In another odd twist, the transgender-identifying woman successfully rescheduled her gender transition surgery at another hospital in 2020, but she sued the Catholic hospital for discrimination anyway. Yet, for some unknown reason, the case was not thrown out as moot. This is exhibit number infinity to refute those who suggest religious objectors to the LGBT agenda can “live and let live.” Here, practically any hospital in Maryland would perform the gender transition surgery the transgender-identifying woman sought. In fact, she was able to schedule and obtain that surgery in a matter of months.
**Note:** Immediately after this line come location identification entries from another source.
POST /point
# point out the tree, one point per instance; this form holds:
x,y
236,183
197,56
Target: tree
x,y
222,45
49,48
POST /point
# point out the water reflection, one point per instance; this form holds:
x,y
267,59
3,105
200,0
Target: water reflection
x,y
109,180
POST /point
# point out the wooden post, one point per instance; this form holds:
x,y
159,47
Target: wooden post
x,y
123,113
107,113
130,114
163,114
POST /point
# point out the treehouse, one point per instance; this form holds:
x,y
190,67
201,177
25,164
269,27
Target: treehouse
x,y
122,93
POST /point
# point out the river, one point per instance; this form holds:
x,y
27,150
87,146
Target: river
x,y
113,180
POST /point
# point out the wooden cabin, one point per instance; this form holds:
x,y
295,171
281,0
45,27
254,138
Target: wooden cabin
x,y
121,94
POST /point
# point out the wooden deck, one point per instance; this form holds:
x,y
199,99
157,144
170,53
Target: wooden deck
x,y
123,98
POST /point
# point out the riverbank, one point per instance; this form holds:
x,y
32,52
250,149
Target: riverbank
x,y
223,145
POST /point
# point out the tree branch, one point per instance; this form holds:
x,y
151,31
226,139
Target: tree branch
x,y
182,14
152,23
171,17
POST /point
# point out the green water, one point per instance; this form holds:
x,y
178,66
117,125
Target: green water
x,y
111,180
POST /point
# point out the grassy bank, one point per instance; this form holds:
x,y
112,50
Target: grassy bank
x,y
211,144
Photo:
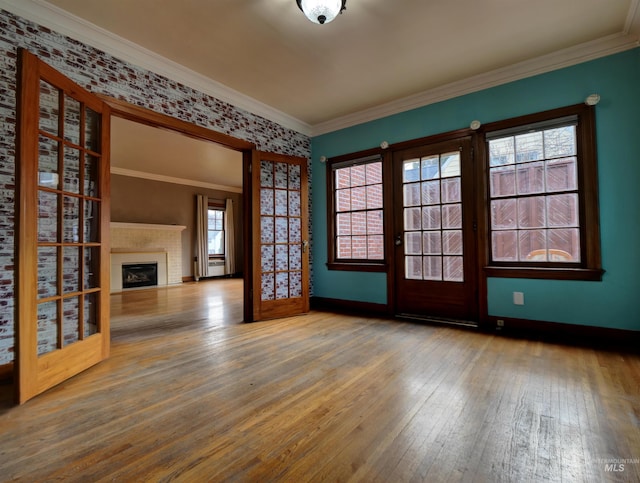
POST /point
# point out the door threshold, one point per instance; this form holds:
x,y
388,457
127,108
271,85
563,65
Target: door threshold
x,y
438,320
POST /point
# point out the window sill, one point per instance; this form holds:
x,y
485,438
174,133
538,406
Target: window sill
x,y
585,274
358,266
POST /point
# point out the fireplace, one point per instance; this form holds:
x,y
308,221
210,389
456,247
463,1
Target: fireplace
x,y
139,275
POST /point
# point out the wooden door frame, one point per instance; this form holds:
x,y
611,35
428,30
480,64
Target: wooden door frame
x,y
151,118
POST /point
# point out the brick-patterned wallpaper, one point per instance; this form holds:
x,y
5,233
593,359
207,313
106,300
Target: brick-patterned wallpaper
x,y
102,73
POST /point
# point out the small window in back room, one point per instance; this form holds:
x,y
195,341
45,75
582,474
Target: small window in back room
x,y
216,232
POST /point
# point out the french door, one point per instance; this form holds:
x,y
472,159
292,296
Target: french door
x,y
62,229
435,254
280,248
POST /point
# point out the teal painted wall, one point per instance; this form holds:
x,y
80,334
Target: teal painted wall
x,y
615,301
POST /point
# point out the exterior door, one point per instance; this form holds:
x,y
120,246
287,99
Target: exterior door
x,y
280,236
434,231
63,227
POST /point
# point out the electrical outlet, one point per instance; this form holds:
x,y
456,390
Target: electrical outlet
x,y
518,298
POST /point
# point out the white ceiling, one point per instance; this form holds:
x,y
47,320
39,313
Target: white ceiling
x,y
378,58
377,52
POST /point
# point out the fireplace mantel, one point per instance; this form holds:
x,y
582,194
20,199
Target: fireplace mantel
x,y
146,242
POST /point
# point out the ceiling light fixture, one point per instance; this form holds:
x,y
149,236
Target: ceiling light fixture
x,y
322,11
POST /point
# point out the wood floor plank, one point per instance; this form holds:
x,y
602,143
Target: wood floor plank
x,y
190,393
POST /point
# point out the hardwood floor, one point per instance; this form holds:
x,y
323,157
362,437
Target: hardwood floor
x,y
192,394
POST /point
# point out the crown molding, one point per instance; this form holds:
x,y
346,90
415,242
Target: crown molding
x,y
170,179
41,12
563,58
60,21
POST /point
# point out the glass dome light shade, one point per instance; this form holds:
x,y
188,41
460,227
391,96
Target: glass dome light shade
x,y
321,11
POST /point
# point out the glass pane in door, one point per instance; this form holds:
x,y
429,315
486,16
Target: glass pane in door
x,y
432,218
280,231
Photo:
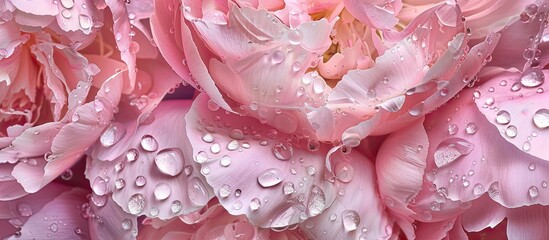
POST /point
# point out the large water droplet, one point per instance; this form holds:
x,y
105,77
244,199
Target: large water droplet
x,y
503,117
136,204
511,131
99,186
344,171
532,77
126,224
283,150
541,118
255,204
198,193
162,191
85,21
288,188
317,201
351,220
24,210
113,134
148,143
170,161
132,154
451,149
270,177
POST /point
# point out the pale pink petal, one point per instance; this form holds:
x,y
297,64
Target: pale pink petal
x,y
472,158
519,106
377,13
109,221
357,211
156,166
400,165
256,170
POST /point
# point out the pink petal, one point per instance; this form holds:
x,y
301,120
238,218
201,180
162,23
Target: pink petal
x,y
110,221
514,49
348,217
486,161
400,165
50,212
377,13
285,188
161,165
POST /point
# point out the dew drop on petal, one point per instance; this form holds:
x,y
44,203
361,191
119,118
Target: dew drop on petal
x,y
170,161
503,117
350,219
136,203
317,201
198,193
541,118
511,131
283,150
148,143
270,177
451,149
162,191
532,77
But, because this one hospital refused on religious grounds to perform the procedure she sought, she still determined to sue.

The final distinction from contrary rulings in other circuits is that this hospital was sued by a private individual, not by the federal government. The judge relied heavily on this point in distinguishing this case from those others, particularly an 8th Circuit injunction protecting a Catholic hospital association of which St. Joseph is a member. “An injunction against government enforcement is not the same as an injunction against private lawsuits,” the judge explained. “RFRA prohibits only the ‘[g]overnment’ from ‘substantially burden[ing]’ a person’s exercise of religion.”
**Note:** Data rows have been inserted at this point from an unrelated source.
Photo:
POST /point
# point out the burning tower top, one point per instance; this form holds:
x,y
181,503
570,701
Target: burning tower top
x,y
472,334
But even here, the judge fell back on her determination that St. Joseph classified as a state actor. “If St. Joseph is not a state actor, the court would then need to assess a very difficult question: whether St. Joseph can assert a RFRA defense in this case brought by a private individual.” Despite no direct precedent from the Supreme Court or the 4th Circuit Court, and a split among other circuit courts, the judge summarized, “the weight of circuit court authority tips in favor of a conclusion” that RFRA does not protect against private lawsuits. Again, this seems less like robust, thoughtful legal analysis and more like picking from a buffet.

Decisions like these lend credence to the argument that current legal protections for religious freedom are inadequate. Social conservatives most recently made this argument against the (Dis)Respect for Marriage Act, which paid lip-service to “pre-existing religious liberty or conscience rights,” while effectively downgrading them in comparison with LGBT demands. The same-sex marriage bill creates a private right of action against anyone who objects to same-sex marriage, while the judge in this case denies that RFRA provides people of faith any protection against a private right of action.
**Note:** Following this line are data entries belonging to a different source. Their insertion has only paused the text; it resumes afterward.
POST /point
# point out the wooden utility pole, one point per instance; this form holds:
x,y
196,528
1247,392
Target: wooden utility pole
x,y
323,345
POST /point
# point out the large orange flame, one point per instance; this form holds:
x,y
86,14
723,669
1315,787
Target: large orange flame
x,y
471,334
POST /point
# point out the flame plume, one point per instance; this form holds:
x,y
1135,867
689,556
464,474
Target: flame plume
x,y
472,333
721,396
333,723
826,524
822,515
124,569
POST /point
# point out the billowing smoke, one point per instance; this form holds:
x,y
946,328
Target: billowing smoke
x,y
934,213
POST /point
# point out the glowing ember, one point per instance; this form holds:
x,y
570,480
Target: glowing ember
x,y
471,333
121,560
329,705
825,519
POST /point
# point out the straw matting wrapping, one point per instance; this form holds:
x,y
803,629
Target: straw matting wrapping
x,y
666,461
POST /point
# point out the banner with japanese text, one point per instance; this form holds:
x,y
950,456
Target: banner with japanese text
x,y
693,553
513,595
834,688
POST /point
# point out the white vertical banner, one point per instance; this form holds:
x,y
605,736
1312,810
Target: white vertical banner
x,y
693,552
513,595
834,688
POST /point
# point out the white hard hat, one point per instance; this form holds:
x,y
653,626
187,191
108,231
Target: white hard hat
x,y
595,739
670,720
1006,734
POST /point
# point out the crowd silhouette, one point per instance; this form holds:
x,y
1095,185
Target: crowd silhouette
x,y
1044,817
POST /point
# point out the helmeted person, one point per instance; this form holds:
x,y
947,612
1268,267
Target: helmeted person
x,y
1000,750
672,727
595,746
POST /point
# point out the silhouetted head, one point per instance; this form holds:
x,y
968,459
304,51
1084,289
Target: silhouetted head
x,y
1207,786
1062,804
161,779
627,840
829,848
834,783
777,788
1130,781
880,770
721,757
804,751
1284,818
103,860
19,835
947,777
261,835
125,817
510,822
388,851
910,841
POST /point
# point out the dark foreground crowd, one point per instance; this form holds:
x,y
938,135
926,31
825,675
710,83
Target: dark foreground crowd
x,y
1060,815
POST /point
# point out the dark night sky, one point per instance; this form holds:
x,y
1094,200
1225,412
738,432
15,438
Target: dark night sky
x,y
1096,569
It remains to be seen whether this district court opinion, issued by a single judge, will pass muster throughout subsequent appeals:

  • On one hand, it extends an ongoing stream of cases weaving out the tapestry first patterned in Bostock of recognizing “discrimination on the basis of sex” to include gender identity. On the other, the judge admits, “the Supreme Court and the Fourth Circuit have yet to extend the principles they have applied in employment and school discrimination cases to discrimination against gender-affirming treatment in a healthcare setting.”
  • On one hand, the district court conclusion that Obamacare’s Section 1557 prevents religious hospitals from refusing to perform gender transition procedures runs counter to the previous conclusions by the 5th and 8th Circuit courts. On the other, it is distinguished by a number of unusual facts, including the fact that the suit was brought by a private party, not the federal government.
  • On one hand, the judge’s personal bias peeped out in multiple places, with phrases as suggestive as “equitable considerations” and “public policy reasons” appearing throughout. On the other, the entire weight of our current cultural insanity leans in favor of the judge’s conclusion.

This case could have highly significant consequences as it winds its way through the appeals process. Hanging in the balance is the fate of religious institutions: will they be allowed to preserve their integrity and self-governance in the face of an aggressive onslaught by transgender ideologues? Only time will tell.

Joshua Arnold is a senior writer at The Washington Stand.